Deuxièmement, ces dernières années m’ont permis d’œuvrer auprès de Losyndicat, notre association culturelle, et de réfléchir sur des projets communs. Nous organisons des activités culturelles depuis trois ans en vue de valoriser la littérature et les écrivains gabonais et publions des livres dont les bénéfices accompagnent les bibliothèques communautaires au Gabon.
Et enfin, je voulais retravailler mon écriture, revoir mon approche esthétique, ma manière de regarder le monde actuel à partir de Malinga et m’inscrire à l’université de la Vie malgré sa beauté païenne.
Qu’est-ce que cette nouvelle œuvre raconte ? À quoi doit s’attendre le lecteur qui vous connaît plutôt cru avec les mots ?
C’est une question de sensibilités, d’expériences et de partages. C’est un livre sur le passé, le présent et l’avenir.
Extrait :
«J’appelle à l’invention d’une nouvelle réalité.
J’appelle l’Homme à être sans couleurs ni genre. Homme libre et communicant de tous les horizons. Un homme plein d’ailleurs. Homme-tambour qui joue les rythmes de toutes les cultures et traduit le bouillonnement du sang des espoirs. Un homme-balafon qui, au fond, doit ramener de l’arrière-fond la sagesse des légendes qu’on ne raconte plus. Homme à la mémoire ouverte qui ne lutte que pour tuer les égarements qui bouchent les aubes fragiles. Un homme de significations qui mobilise bravoure et générosité contre les engins d’une modernité ensauvageante. Homme de générations qui interroge la faillite des civilisations, devant la misère et le chaos qui menacent la diversité. Un homme d’amour et de partage qui sait écouter la nouvelle lune. Celle qui enfante la vie, sous le soleil et la pluie. Un homme de lumière qui dresse les ponts de la vie parmi les défaites volontaires. L’homme qui laisse passer le vent, mais qui se lève pour l’opprimé et réclame la justice. Un homme disponible.»
Le lecteur ne sera pas déçu, au contraire, il découvrira à partir de ce nouveau livre que l’homme et le poète qui me composent sont en maturité.

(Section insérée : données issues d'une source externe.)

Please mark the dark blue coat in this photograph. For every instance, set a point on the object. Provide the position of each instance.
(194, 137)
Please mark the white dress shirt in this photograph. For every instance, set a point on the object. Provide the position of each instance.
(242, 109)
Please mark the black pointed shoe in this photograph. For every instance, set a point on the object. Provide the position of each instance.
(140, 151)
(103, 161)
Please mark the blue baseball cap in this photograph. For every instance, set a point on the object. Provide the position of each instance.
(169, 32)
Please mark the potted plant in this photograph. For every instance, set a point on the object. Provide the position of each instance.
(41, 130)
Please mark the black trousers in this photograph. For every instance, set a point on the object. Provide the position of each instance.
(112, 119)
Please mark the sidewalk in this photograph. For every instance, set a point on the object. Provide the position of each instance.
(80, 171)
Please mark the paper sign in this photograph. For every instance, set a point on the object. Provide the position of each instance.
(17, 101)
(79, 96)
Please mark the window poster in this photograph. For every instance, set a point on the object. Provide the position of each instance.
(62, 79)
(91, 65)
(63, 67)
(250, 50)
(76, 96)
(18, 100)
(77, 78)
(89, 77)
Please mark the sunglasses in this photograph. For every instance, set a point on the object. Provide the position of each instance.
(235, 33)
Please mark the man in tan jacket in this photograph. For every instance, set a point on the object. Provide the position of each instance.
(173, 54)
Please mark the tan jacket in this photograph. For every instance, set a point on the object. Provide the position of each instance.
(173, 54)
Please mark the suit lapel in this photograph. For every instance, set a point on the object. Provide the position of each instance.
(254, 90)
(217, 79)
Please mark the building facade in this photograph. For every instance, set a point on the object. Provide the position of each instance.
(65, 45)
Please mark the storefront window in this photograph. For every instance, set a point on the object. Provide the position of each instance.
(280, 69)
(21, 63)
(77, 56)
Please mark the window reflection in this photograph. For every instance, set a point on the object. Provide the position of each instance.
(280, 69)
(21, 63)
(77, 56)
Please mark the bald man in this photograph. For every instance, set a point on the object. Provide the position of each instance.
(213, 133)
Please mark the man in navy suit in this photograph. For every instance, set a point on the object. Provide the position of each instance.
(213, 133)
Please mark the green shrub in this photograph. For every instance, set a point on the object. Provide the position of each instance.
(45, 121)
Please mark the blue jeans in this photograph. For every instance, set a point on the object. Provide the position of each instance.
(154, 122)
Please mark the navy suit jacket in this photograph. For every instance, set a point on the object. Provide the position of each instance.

Si cela peut rassurer, je demeure «le poète de la moisson humaine».
Pourquoi le choix de Patrice Nganang ? Est-ce son côté « engagé » qui vous a plu ? Comment s’est d’ailleurs passée votre rencontre dans cette œuvre ?
Tous les lecteurs de la littérature francophone savent que Patrice Nganang représente beaucoup pour l’histoire littéraire et compte parmi les plus grands noms de sa génération. Au-delà de sa simplicité, c’est un homme exigeant dans la production. Il faut le lire pour le comprendre. Son engagement en faveur de l’histoire politique et littéraire camerounaise me fascine et me fait constater ce qui nous manque au Gabon. Lui et moi discutons beaucoup de littérature et surtout d’humanité. Quand je lui avais envoyé le tapuscrit du livre pour lecture, parce que ce livre aborde plusieurs questions historiques qu’il maitrise, il m’a tout de suite suggéré la préface. Quand on s’est rencontré à Paris, il m’a dit pourquoi. J’étais ému.
J’espère de tout cœur que ce livre répondra à plusieurs questions et sera lu par tous. Mais j’espère surtout qu’il sera utile à ceux qui lisent pour écouter la musique du monde et qui exécutent les pas de danse qui présagent une meilleure façon d’habiter le monde.
Né à Malinga dans le sud du Gabon, Benicien Bouschedy est l’auteur de trois précédentes œuvres : Silences de la contestation (2016), Rêve mortel (2017) et Cendre de maux (2018).